HDFs is a file system designed for storing large files in streaming data access mode.   Streaming data Access HDFs is built on the thought that one-write, multiple-read mode is the most efficient. A dataset is typically generated or copied by a data source, then a variety of analysis is carried out on this basis. At a minimum, each analysis involves most of the data in the dataset (set all), so reading the entire the time of the dataset is more important than the delay in reading the first record.   Commercial Hardware Hadoop does not need to run on expensive and highly reliable hardware. It is designed to run on commercial hardware (common hardware that can be purchased at various retail stores) cluster, at least for large clusters, the probability of node failure is still relatively high. In the face of this failure, HDFS is designed to continue to run without noticeable disruption to the user.   at the same time, applications that are not suitable for HDFs are worth studying. Currently, HDFs is not very suitable for some areas, but it may be improved in the future.   Low Latency Data access applications that require low-latency access to data in the millisecond range are not suitable for HDFS. HDFs is optimized for high data throughput, which may be at the expense of latency. Currently, HBase is a better choice for low-latency access a large number of small files The namenode node stores the file system's metadata, so the limit on the number of files is determined by the amount of memory in the Namenode node. Based on experience, each file, index directory, and block account for approximately 150 bytes. So, for example, if you have 1 million files, each one block, you need at least 300MB of memory. While it is possible to store millions of files, 1 billion or more files are beyond the current hardware capabilities.   Multi-user write, Arbitrary file modification the file in HDFs has only one writer, and the write operation is always at the end of the file. It does not support multiple writers, or is modified anywhere in the file. (these may be supported in the future, but they are relatively less efficient)

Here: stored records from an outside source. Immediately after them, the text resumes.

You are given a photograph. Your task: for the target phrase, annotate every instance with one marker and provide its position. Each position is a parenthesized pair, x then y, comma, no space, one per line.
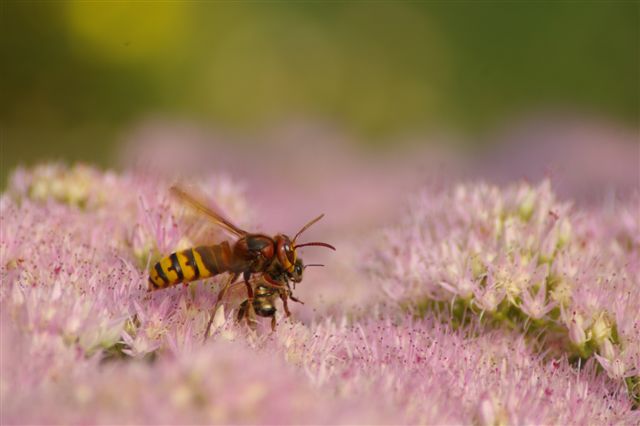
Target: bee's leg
(221,294)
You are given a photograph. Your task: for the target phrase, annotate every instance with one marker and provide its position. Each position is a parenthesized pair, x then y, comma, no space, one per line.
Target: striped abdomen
(190,265)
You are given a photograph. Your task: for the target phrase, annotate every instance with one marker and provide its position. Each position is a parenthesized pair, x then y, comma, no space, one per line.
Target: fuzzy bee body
(264,302)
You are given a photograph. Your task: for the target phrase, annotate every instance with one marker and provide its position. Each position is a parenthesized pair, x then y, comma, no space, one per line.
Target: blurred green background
(76,75)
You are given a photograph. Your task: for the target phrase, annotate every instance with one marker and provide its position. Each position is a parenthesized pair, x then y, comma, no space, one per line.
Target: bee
(266,292)
(273,258)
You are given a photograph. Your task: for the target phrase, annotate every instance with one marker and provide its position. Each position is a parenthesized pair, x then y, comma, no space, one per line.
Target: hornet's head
(287,255)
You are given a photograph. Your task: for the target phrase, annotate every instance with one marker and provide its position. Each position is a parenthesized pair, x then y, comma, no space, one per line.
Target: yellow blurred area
(127,32)
(77,76)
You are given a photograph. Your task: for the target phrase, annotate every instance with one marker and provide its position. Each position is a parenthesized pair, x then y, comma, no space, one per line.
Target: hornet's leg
(221,294)
(251,313)
(242,311)
(283,297)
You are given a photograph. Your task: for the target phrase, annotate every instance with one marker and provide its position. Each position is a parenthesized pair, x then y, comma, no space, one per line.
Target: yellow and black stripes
(190,265)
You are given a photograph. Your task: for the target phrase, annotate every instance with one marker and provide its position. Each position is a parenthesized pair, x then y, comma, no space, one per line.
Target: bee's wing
(197,204)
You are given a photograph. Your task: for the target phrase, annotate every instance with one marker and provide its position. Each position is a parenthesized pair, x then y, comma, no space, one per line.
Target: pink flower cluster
(520,258)
(83,342)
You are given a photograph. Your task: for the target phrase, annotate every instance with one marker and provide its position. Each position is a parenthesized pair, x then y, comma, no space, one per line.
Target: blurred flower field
(475,304)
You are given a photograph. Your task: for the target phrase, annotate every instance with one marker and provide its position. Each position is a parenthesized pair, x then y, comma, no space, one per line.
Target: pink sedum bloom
(83,342)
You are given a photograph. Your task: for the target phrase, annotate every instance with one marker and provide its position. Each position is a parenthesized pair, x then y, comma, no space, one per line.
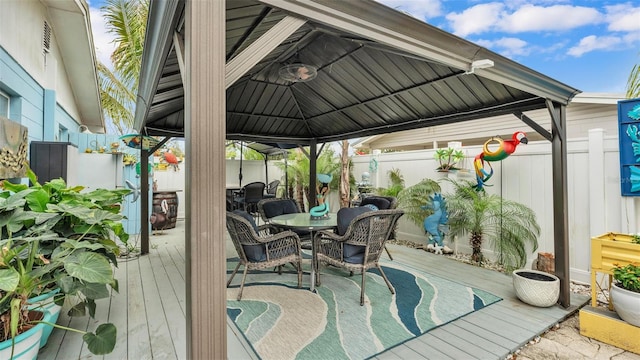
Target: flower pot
(45,302)
(536,288)
(627,304)
(27,343)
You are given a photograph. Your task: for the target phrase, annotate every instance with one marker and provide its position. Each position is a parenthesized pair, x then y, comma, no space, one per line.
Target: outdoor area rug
(281,321)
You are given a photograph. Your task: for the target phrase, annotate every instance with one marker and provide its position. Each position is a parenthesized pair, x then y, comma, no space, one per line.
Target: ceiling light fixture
(298,72)
(480,64)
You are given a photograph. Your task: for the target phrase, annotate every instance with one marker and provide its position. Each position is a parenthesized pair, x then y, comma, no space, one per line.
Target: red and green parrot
(505,148)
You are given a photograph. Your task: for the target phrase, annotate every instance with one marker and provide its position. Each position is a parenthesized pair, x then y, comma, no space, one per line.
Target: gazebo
(307,73)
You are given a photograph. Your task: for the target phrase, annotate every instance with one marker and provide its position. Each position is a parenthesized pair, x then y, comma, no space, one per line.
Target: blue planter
(45,303)
(26,346)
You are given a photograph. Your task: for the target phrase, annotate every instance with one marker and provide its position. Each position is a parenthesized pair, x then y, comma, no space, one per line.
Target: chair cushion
(276,208)
(255,253)
(248,217)
(380,202)
(345,215)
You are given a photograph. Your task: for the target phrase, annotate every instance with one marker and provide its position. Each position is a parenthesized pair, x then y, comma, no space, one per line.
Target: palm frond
(413,198)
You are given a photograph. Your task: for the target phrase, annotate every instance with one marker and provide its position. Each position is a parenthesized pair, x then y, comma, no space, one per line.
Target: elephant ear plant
(53,236)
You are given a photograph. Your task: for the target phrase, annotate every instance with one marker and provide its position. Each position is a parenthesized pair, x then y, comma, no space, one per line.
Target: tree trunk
(344,176)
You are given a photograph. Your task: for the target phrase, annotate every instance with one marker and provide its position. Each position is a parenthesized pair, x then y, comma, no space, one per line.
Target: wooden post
(205,182)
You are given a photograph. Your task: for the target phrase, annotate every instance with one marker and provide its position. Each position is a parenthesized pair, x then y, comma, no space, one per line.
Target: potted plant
(448,158)
(625,292)
(53,237)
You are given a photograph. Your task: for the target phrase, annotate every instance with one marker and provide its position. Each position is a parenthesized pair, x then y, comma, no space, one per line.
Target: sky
(591,45)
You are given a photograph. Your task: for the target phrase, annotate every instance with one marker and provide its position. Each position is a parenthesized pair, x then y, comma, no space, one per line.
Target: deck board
(150,312)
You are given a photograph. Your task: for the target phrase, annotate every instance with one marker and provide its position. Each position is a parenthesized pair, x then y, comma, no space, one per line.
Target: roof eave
(72,25)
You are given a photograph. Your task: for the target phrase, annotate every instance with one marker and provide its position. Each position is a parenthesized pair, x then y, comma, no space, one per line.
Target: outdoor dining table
(303,221)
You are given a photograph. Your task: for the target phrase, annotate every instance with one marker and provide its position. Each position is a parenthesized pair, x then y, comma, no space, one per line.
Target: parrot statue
(505,148)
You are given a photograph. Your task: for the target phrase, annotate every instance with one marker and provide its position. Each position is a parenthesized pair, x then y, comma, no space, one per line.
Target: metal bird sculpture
(505,148)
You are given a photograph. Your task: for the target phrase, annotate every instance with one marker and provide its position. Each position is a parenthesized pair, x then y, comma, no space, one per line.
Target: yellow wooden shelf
(606,326)
(606,251)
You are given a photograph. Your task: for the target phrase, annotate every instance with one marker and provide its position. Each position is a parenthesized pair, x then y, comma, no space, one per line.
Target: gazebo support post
(313,171)
(205,180)
(560,207)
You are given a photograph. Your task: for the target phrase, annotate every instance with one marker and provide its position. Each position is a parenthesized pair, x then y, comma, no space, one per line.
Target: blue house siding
(66,125)
(27,97)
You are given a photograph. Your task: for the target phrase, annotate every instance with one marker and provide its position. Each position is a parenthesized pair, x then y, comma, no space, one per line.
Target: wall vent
(46,38)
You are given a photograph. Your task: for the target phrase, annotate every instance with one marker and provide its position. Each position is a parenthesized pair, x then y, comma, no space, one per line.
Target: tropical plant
(55,236)
(297,171)
(627,277)
(396,181)
(448,158)
(510,227)
(127,21)
(414,198)
(633,83)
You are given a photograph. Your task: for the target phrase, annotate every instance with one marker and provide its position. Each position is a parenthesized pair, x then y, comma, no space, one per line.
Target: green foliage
(297,170)
(414,197)
(627,277)
(396,181)
(54,235)
(633,83)
(510,227)
(448,158)
(126,20)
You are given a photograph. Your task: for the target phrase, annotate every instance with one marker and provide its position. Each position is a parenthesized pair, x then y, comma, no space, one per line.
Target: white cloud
(525,18)
(102,40)
(507,46)
(623,17)
(424,9)
(593,42)
(476,19)
(550,18)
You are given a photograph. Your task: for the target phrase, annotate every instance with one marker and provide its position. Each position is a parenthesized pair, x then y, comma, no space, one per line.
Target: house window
(4,104)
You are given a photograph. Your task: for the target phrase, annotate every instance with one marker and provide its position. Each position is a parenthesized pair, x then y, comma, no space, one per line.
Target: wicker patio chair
(272,189)
(269,208)
(361,245)
(250,195)
(257,251)
(383,203)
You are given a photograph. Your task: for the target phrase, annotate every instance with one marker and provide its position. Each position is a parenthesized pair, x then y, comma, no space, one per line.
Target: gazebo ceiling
(364,86)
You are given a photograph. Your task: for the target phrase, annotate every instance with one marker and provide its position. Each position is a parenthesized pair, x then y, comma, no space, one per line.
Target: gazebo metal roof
(379,71)
(365,85)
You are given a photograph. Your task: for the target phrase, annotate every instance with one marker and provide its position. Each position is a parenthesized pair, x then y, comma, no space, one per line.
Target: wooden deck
(150,309)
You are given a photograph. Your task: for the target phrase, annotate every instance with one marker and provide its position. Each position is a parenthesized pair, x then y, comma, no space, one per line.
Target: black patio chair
(258,249)
(249,197)
(272,188)
(269,208)
(383,203)
(360,246)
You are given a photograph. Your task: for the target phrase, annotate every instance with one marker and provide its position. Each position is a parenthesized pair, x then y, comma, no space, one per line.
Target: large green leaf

The design of Dream------Hadoop--hdfs

Contact Us

The content source of this page is from Internet, which doesn't represent Alibaba Cloud's opinion; products and services mentioned on that page don't have any relationship with Alibaba Cloud. If the content of the page makes you feel confusing, please write us an email, we will handle the problem within 5 days after receiving your email.

If you find any instances of plagiarism from the community, please send an email to: info-contact@alibabacloud.com and provide relevant evidence. A staff member will contact you within 5 working days.

A Free Trial That Lets You Build Big!

Start building with 50+ products and up to 12 months usage for Elastic Compute Service

  • Sales Support

    1 on 1 presale consultation

  • After-Sales Support

    24/7 Technical Support 6 Free Tickets per Quarter Faster Response

  • Alibaba Cloud offers highly flexible support services tailored to meet your exact needs.